Затем повернулся к Роуэну: – Можете отплыть, как только я услышу от капитана Баббингтона, прибыли транспорты в Кефалонию или нет. В дальнейшем не теряйте ни минуты этого прекрасного попутного ветра. Вот и он. Капитан Баббингтон, доброго вам дня. Транспорты в Кефалонии? Все хорошо?
– Да, сэр.
– Мистер Роуэн, доложите командующему, что транспорты в Кефалонии, и все в порядке. Вам не следует упоминать тот факт, что вы видели один из кораблей эскадры, до отказа забитым женщинами, вы не должны сообщать об этом открытом и, я бы сказал, бесстыдном нарушении "Свода законов военного времени", поскольку это неприятная задача падает на плечи вашему начальству, не нужны и никакие замечания о плавающих борделях и падении дисциплины в теплых восточных водах, ибо они достигнут ушей командующего и без вашей помощи.
Теперь прошу подняться на борт нашего приза и, не теряя ни минуты, проследовать на Мальту: не все мы можем высвободить время, чтобы тешить свою похоть.
– Сэр, – воскликнул Баббингтон, когда Роуэн исчез за бортом, – позвольте мне заявить протест!.. То есть, отрицать...
– Вы же не будете отрицать, что здесь присутствуют женщины? Уж я-то вижу разницу между Адамом и Евой не хуже любого другого, даже если сия разница неведома вам. А еще я вижу разницу между усердным офицером и лентяем, который предается утехам в порту.

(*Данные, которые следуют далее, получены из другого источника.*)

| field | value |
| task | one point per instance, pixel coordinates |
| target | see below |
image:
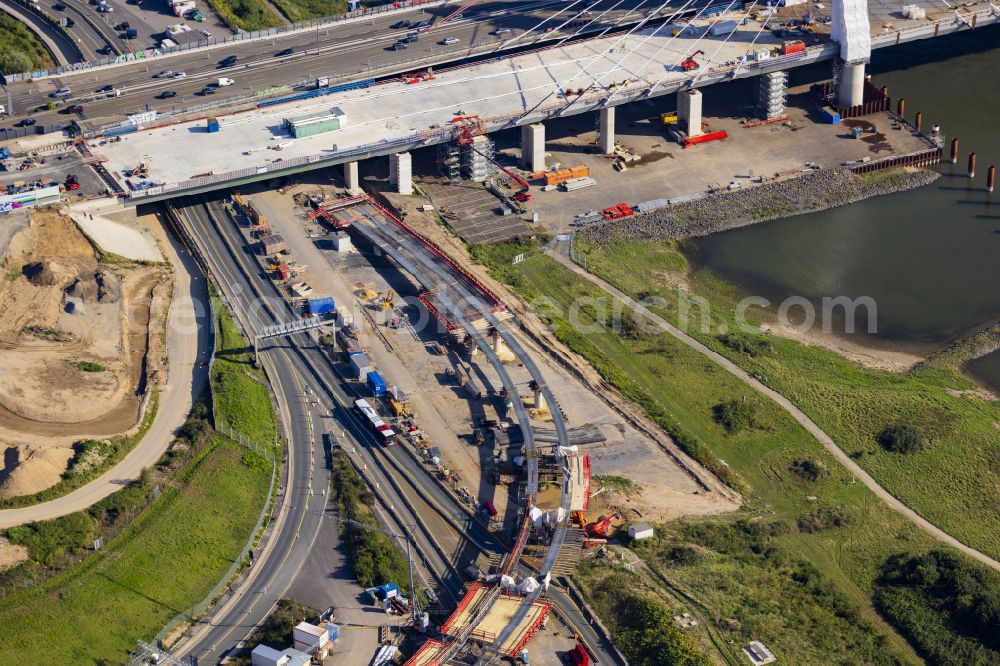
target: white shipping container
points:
(578, 184)
(308, 636)
(723, 28)
(263, 655)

И не надо пытаться на меня давить.
– Нет, сэр, но это все добропорядочные женщины.
– Тогда почему они так ухмыляются и жестикулируют?
– Но это только их манеры – они все с Лесбоса.

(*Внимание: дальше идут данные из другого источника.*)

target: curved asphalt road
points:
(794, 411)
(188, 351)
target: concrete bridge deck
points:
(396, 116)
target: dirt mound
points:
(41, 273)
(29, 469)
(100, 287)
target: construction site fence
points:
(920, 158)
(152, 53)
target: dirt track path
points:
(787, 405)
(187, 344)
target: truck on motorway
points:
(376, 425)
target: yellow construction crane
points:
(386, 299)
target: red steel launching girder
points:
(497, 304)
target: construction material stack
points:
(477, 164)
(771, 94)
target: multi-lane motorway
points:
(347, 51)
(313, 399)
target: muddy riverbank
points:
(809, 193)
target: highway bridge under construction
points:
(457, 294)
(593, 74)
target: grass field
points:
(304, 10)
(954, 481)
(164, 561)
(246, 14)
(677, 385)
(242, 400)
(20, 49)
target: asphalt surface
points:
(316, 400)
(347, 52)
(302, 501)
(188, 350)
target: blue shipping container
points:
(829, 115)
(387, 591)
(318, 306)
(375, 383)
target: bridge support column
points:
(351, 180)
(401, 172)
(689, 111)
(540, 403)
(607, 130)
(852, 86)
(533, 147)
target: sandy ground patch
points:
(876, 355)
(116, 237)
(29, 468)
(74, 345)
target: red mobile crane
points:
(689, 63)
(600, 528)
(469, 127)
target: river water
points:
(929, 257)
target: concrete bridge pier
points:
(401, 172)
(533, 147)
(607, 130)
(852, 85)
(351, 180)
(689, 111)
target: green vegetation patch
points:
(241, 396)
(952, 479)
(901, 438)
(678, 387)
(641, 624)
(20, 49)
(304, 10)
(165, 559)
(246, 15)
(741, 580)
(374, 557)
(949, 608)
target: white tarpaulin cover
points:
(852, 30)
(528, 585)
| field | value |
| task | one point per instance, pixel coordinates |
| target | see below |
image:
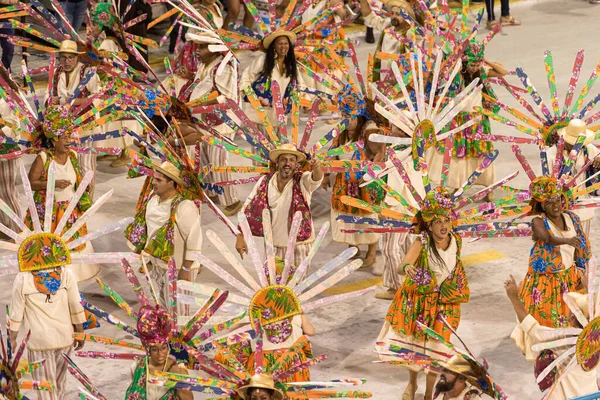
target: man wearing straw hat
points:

– И, конечно, у каждой папа – священник, а сами девушки – ваши сестры в третьем колене, как и та девушка с Цейлона?
– А жительницы Лесбоса всегда соединяют руки подобным образом в знак уважения.
– Кажется, вы становитесь знатоком в мотивах поведения гречанок.

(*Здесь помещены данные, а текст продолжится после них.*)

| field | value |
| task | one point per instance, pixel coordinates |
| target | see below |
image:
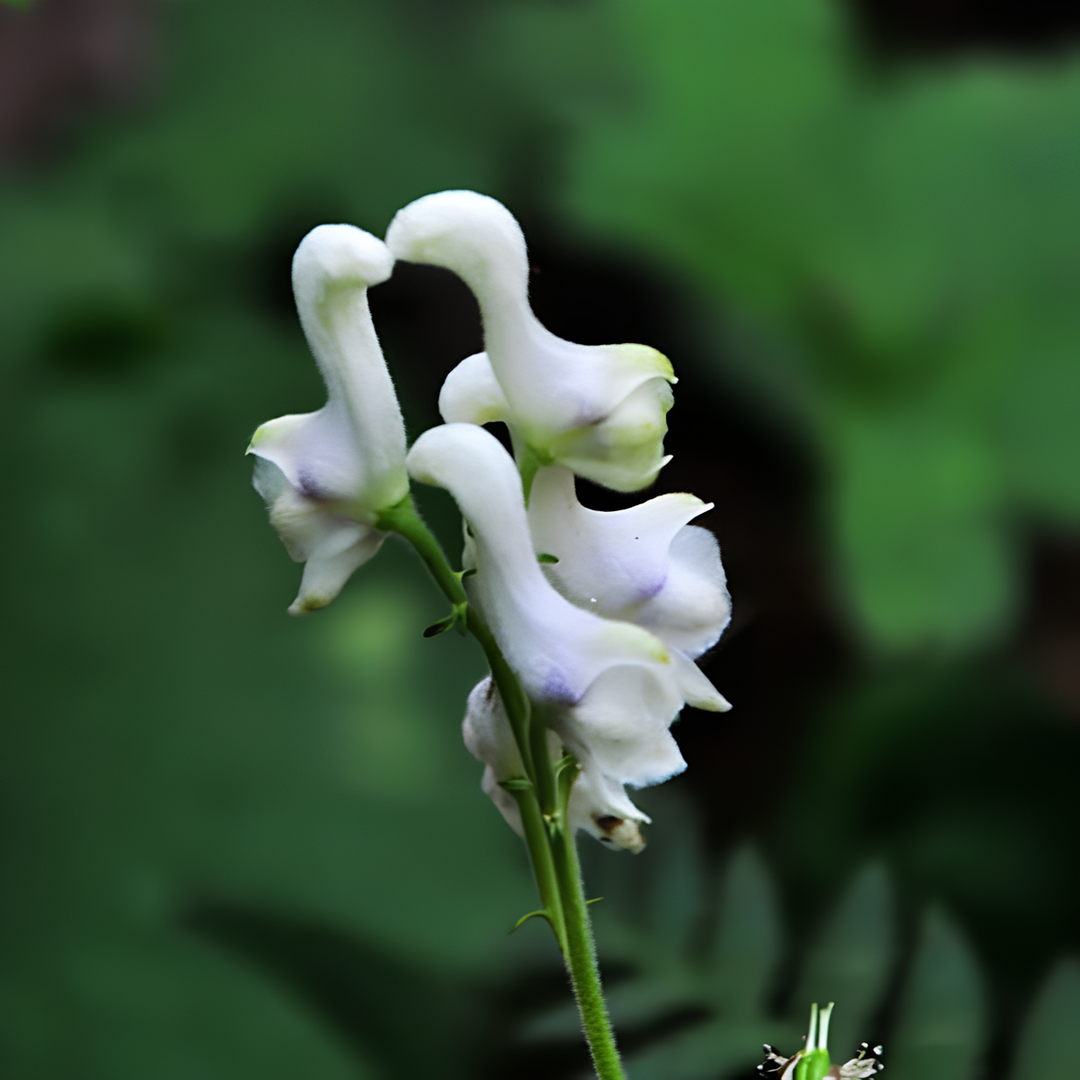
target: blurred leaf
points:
(851, 960)
(941, 1025)
(375, 1001)
(905, 242)
(1047, 1045)
(750, 937)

– Сэр, – еще жарче воскликнул Баббингтон, – я знаю, что вам не по душе женщины на борту...
– Да, думаю, что упоминал что-то такое, раз эдак пятьдесят-шестьдесят за последние десять лет.
– Но если вы позволите объяснить...
– Я бы с интересом послушал, каким образом вы объясните присутствие тридцати семи – позвольте, тридцати восьми девушек на борту шлюпа его величества, но раз уж так вышло, что хоть какое-то приличие должно быть соблюдено на моем квартердеке, лучше спуститься ко мне в каюту, – а оказавшись в каюте, Джек произнес: – клянусь Богом, Уильям, это зашло слишком далеко. Тридцать восемь девок на борту – это действительно слишком.
– Было бы слишком, сэр, если бы за этим стояли хоть какие-то греховные или пусть даже игривые намерения, но, клянусь честью, я невинен в мыслях, словах и делах! Ну, по крайней мере, в словах и делах.
– Думаю, тебе лучше начать объясняться. – Что ж, сэр, как только я увидел транспорты в Аргостоли, то проложил курс к Строфадесу, и к концу дня мы увидели парус далеко с подветренной стороны, несущий сигнал бедствия.
Это оказался тунисский пират, на котором в шторм сбило мачты и теперь закончилась вода, а при этом на борту много пленниц. Они совершали набеги на острова за женщинами и нахватали гораздо больше, чем ожидали – трудились как пчелки на берегах Наксоса, а затем захватили всех молодых женщин со свадьбы на Лесбосе, когда те на лодках пересекали гавань Перамо.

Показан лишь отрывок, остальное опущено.